Going by the current pace of spending and factors like shortage of quality teachers, India will take a whopping 126 years to reach standards of education on par with developed nations.
Going by the current pace of spending and factors like shortage of quality teachers, India will take a whopping 126 years to reach standards of education on par with developed nations, a report said today.
The paper by Assocham calls for “dramatic” changes in the country’s education system and claims that although India has made rapid strides, the yawning gap between the standards of education is not likely to be bridged soon as the developed world has not slowed down spending on education.
It said with India spending a mere 3.83 per cent of its gross domestic product (GDP) on education, the amount is not sufficient to catch up with developed economies, adding that it will take “six generations or 126 years to catch up with developed countries if we do not change our education system dramatically”.

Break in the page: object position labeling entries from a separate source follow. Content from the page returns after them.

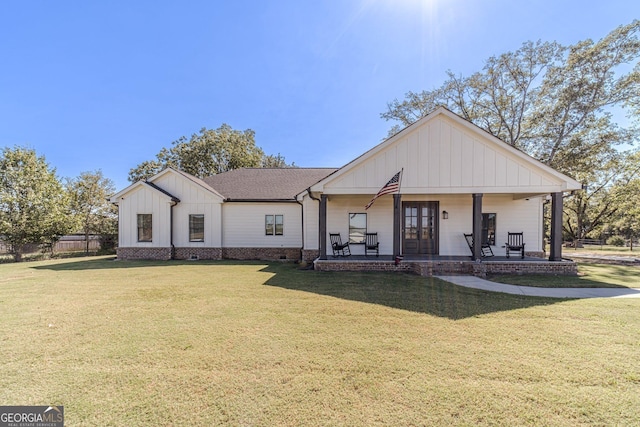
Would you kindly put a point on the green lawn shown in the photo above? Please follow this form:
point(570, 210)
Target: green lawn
point(589, 276)
point(210, 343)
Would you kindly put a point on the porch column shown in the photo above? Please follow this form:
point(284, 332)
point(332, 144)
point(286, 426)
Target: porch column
point(397, 222)
point(555, 251)
point(322, 226)
point(477, 226)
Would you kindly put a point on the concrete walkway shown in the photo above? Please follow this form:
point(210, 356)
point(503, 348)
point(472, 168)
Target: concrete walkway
point(486, 285)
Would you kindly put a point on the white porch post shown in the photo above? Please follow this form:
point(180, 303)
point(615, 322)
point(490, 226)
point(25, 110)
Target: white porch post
point(397, 224)
point(477, 226)
point(322, 226)
point(555, 252)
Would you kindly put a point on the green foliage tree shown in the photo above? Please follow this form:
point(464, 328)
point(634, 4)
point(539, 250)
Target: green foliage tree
point(626, 219)
point(208, 153)
point(89, 204)
point(33, 203)
point(554, 103)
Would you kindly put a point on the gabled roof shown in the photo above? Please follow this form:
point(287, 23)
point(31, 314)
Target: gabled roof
point(265, 184)
point(190, 177)
point(143, 184)
point(443, 153)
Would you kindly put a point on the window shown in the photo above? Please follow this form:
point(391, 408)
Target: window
point(357, 228)
point(196, 228)
point(274, 225)
point(145, 230)
point(489, 228)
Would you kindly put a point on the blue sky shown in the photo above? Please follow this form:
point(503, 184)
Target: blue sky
point(105, 84)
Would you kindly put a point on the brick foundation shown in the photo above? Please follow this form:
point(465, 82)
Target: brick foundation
point(437, 268)
point(266, 254)
point(198, 253)
point(310, 255)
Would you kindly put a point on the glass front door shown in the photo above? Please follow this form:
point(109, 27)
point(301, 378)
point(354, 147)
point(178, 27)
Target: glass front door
point(420, 228)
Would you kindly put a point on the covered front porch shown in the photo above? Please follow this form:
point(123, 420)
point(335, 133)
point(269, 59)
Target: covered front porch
point(437, 227)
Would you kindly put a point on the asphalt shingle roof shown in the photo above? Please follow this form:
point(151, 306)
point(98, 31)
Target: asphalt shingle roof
point(266, 183)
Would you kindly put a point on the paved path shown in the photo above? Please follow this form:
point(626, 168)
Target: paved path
point(486, 285)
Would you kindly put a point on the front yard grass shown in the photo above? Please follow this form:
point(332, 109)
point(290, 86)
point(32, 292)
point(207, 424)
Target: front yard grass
point(210, 343)
point(589, 276)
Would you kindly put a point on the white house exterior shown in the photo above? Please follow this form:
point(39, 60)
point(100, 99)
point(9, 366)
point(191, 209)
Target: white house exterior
point(455, 179)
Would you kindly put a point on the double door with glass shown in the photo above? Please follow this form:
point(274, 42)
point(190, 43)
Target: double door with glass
point(420, 228)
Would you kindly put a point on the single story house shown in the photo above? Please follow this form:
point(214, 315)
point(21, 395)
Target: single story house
point(452, 179)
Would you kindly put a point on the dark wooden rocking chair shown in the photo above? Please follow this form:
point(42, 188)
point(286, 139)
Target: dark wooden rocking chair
point(371, 244)
point(515, 243)
point(485, 248)
point(339, 248)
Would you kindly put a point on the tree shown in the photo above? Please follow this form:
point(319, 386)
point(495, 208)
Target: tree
point(33, 203)
point(89, 194)
point(554, 103)
point(208, 153)
point(626, 219)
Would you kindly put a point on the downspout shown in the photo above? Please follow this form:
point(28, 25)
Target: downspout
point(302, 226)
point(317, 200)
point(173, 248)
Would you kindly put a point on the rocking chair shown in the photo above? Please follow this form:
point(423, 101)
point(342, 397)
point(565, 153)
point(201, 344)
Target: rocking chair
point(515, 243)
point(371, 244)
point(485, 248)
point(339, 248)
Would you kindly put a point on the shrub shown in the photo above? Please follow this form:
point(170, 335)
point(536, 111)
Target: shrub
point(616, 241)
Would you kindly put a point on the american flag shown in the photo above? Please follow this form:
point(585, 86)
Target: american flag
point(390, 187)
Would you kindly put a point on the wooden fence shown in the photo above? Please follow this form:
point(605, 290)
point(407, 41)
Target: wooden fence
point(71, 243)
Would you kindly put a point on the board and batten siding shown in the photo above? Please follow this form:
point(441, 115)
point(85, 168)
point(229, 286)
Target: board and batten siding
point(244, 225)
point(194, 199)
point(144, 200)
point(443, 157)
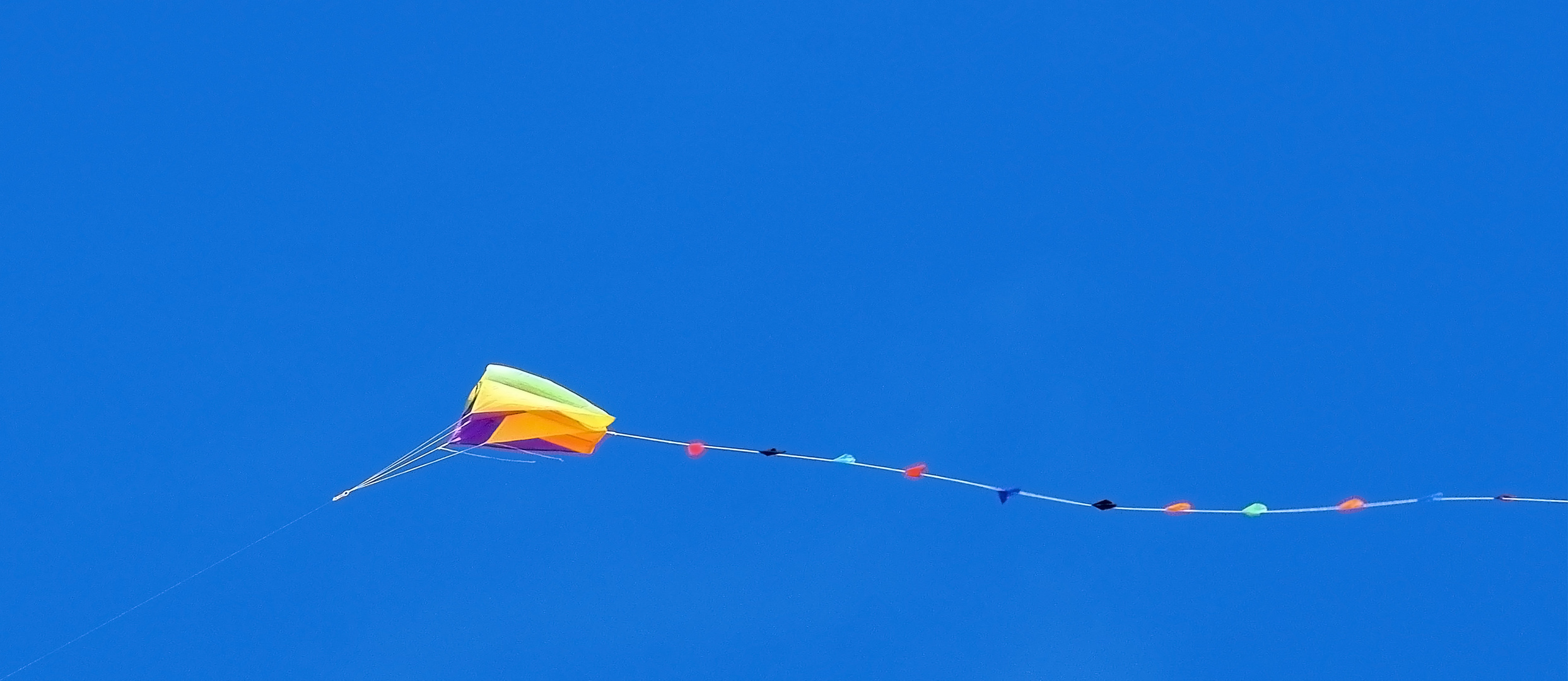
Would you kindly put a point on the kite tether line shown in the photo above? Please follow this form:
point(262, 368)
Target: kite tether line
point(518, 412)
point(167, 590)
point(920, 470)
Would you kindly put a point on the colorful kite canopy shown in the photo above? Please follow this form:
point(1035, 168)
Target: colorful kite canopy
point(512, 409)
point(508, 410)
point(518, 412)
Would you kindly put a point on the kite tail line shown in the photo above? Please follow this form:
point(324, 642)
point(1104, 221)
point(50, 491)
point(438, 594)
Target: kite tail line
point(920, 470)
point(167, 590)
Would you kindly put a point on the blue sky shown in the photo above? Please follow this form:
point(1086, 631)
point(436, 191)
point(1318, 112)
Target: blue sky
point(1220, 253)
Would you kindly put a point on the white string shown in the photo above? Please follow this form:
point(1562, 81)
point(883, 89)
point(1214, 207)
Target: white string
point(427, 463)
point(167, 590)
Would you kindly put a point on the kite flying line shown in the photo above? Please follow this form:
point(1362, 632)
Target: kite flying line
point(167, 590)
point(695, 449)
point(518, 412)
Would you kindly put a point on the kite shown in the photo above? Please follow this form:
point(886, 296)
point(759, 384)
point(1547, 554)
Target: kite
point(520, 413)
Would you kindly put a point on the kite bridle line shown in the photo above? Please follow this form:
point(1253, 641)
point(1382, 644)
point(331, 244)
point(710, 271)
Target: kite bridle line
point(1173, 511)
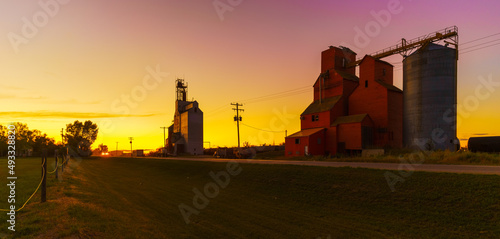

In contrast, the US spends 5.22 per cent of its GDP on education, Germany spends 4.95 per cent while for UK it is 5.72 per cent.
“With the high GDP base of these developed countries, the absolute money earmarked for education is huge. For instance the size of the US GDP would be something like seven times the size of the Indian GDP and then on top of it, its ratio on education on a higher base would be very significant,” said Assocham Secretary General D S Rawat.
Noting that India has resource constraints, the paper suggests the country to reach the levels of spending as recommended by the United Nations, which wants countries to spend at least 6 per cent of their GDP on education.
Moreover, shortage of quality teachers is among the major challenges facing the education sector. At present, the shortage of teachers has been measured at 1.4 million. Besides, 20 per cent of the teachers do not measure up to the standards of the National Council for Teachers’ Education (NCTE).
Also, due to absence of focus on effective skill development, India is one of the least skilled countries.